Reconstruction differs between GUI and pygplates

Hi all,

I am having this weird issue when trying to reconstruct a coastline back in time, at 300 Ma, using the Merdith 2021 dataset (i.e., using 1000_0_rotfile_Merdith_et_al).

When looking at a series of coordinates comprising a coastline at present using the GUI:
27.5034 ; 66.6876
25.8708 ; 66.4792
25.466 ; 66.7494
25.2607 ; 66.6729

the reconstructed coordinates (again, using the GUI) I get are:
-35.6073 ; 59.9325
-36.4288 ; 58.1729
-36.8636 ; 57.9425
-36.9276 ; 57.6838

when trying the very same reconstruction using pygplates + gplately, I’m getting:
-35.60729953 ; 59.93246794
-48.43720088 ; 51.61909315
-48.86747549 ; 51.32369867
-48.92629734 ; 51.00663505

Note how the first coordinate matches the reconstruction with GUI, but the remaining 3 coordinates do not.

Here’s the Python 3 code to reproduce the issue:

import pygplates
import gplately

gdownload = gplately.download.DataServer("Merdith2021")
rotation_model, topology_features, static_polygons = gdownload.get_plate_reconstruction_files()
model = gplately.PlateReconstruction(rotation_model, topology_features, static_polygons)
coastlines, continents, _ = gdownload.get_topology_geometries()
gplot = gplately.PlotTopologies(
            model, coastlines=coastlines, continents=continents)
gplot.time = 0

gpts1 = gplately.Points(model, [66.68764182400014, 66.47917004564209, 66.74944466750146, 66.67292015518123], [27.50343290900005, 25.870788285673104, 25.46597337481638, 25.260725144855893])
rec_lngs1, rec_lats1 = gpts1.reconstruct(time=300.0, return_array=True)

print("look, below, the difference between reconstruction in Python vs. using the GUI")
print(rec_lats1)
# first matches, last three don't
# -35.60729953, -48.43720088, -48.86747549, -48.92629734

print(rec_lngs1)
# first matches, last three don't
# 59.93246794, 51.61909315, 51.32369867, 51.00663505

I am pretty new to GPlates and this could totally be some dumb oversight on my end. (Let’s hope it’s actually that!)

Thanks so much for any help you can provide!
cheers,
Fabio

Answering my own question, I think the problem is with gplately perhaps.

# ... code for initializing coastline_geometry_obj, rotation_model, etc ...
reconstructed_feature_geometries = list()
pygplates.reconstruct(coastline_geometry_obj, rotation_model, reconstructed_feature_geometries, 300)
rec_feat = reconstructed_feature_geometries[0].get_reconstructed_geometry()
rec_geo_cl_points = [p.to_lat_lon() for p in rec_feat]
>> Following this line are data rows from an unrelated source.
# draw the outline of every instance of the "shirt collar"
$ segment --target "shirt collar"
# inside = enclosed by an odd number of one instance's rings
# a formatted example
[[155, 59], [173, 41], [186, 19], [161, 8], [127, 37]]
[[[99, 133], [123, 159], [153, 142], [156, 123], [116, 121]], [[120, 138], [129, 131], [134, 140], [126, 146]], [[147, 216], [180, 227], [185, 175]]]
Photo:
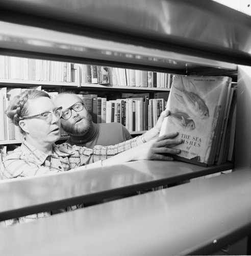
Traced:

print("See below the right reconstructions, which suggests the issue is with gplately?")
print(rec_geo_cl_points)

# [(-35.607299527307546, 59.93246793546048), (-36.42878142628977, 58.17287923711001), (-36.863566268945554, 57.942455584993006), (-36.927622155807114, 57.68375084121882)]

Anyway, if anyone has seen this issue before or has any thoughts, please do share with me.

Thanks so much!
cheers,
Fabio

Hi Fabio,

It might be that gplately is assigning plate IDs to your points (since your gplately.Points call does not specify the plate_id parameter). And in your second example (using pygplates) your coastline_geometry_obj could already have plate IDs (but they might be different than what gplately is assigning using the Merdith2021 static polygons).

Can you show how you created coastline_geometry_obj?

Hi John,

You turned out to be exactly right.

I did not think that specifying the ID was strictly necessary because gplately automatically figures out which plate ID to use in most – but not all! – cases. There are even tutorials where the authors don’t specify plate IDs. It works fine if a point sits smack in the middle of a plate.

If a point sits right at the boundary of two plates, gplately anchors the point on one or the other more or less randomly. I could not find any regularity in how gplately does that.

In any case, problem solved!

Thanks a lot!
Fabio

Hi Fabio,

Yes it’s nice that gplately automatically assigns the plate ID like that.

Underneath it’s using pygplates via its partition_into_plates function. And by default that function will sort by plate ID (because SortPartitioningPlates.by_partition_type_then_plate_id is the default sorting flag). So I think if a point sits right at the boundary (and hits both plates) then the highest plate ID is used.

I say “hits both plates” because, depending on how the static polygons were constructed, there could be a tiny sliver of a gap between two adjacent polygons - so it’s possible that a point could miss both plates, hit one or the other plate, or hit both plates (based on numerical tolerance - there’s a tiny expanded tolerance used in the internal point-in-polygon test).